フリーズドライ精子により“世界初”の子牛が誕生

印刷用ページを表示する 掲載日:2020年4月17日更新
記者発表資料

令和2年4月17日
(窓口)
宮城県農政部畜産課
担当:鈴木(秀),斉藤,矢島
(022-211-2853)

宮城県畜産試験場
担当:及川,植田,菊地
(0229-72-3101)

 

記者発表資料

概要

 高知大学との共同研究により、本県の基幹種雄牛「茂福久」号のフリーズドライ精子による子牛が世界で初めて県内酪農家で誕生したのでお知らせします。
  フリーズドライ精子は人工授精で通常使用される凍結精液とは異なり常温での保存ができるとされ、本技術はウシ精液の新たな保存方法として期待されます。
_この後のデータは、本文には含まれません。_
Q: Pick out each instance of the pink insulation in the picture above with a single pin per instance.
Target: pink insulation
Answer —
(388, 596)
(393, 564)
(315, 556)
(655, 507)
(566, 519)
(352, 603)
                フリーズドライ精子によって誕生した子牛

                 【フリーズドライ精子によって誕生した子牛】

1 生年月日

    令和2年4月14日(火曜日)

2 品種、性、生時体重

    黒毛和種、雌、30kg

3 内容

 (1)経緯

○精子の凍結乾燥(フリーズドライ)
平成31年1月18日に共同研究機関である高知大学で「茂福久」号の精子について、フリーズドライを実施しました。
○顕微授精及び受精卵移植
令和元年7月3日に畜産試験場において顕微授精により受精卵(胚)を作出、7月11日に県内酪農家の雌牛に受精卵を移植しました。
○子牛誕生
令和2年4月14日午後3時に雌子牛が誕生しました。

  (2)フリーズドライ技術

  • フリーズドライは、食品や医薬品の安定保存技術として実用化されました。マウスなどの実験動物やウマで産子生産の報告がありますが、ウシでは胚の作出のみで産子生産の報告はありません。
  • 今回、高知大学農林海洋科学部松川准教授との共同研究により、ウシ精子のフリーズドライ方法を改良することで生産効率の高い胚生産方法を開発し、世界で初めて子牛の生産に成功しました。
  • フリーズドライは常温で保存可能とされていますが、今回誕生した子牛は冷凍(-30℃)保存された精子を用いて生産されました。今後、常温保存したフリーズドライ精子を用いた子牛生産を目指します。

  (3)本技術による利点

 現在、ウシ精液は凍結され液体窒素(約-196℃)が充填された専用容器に保管されています。液体窒素は日々蒸発することから、継続的な補給が必要ですが、万が一、自然災害等が発生し、液体窒素等の供給が絶たれた場合には貴重な遺伝資源を失う恐れがあり、本技術がウシ精液の新たな保存方法として期待されます。

4 取材にあたっての注意事項

 新型コロナウイルス感染拡大防止及び家畜防疫上、畜産試験場内及び当該酪農家への立ち入りはできません。取材は電話で対応いたします。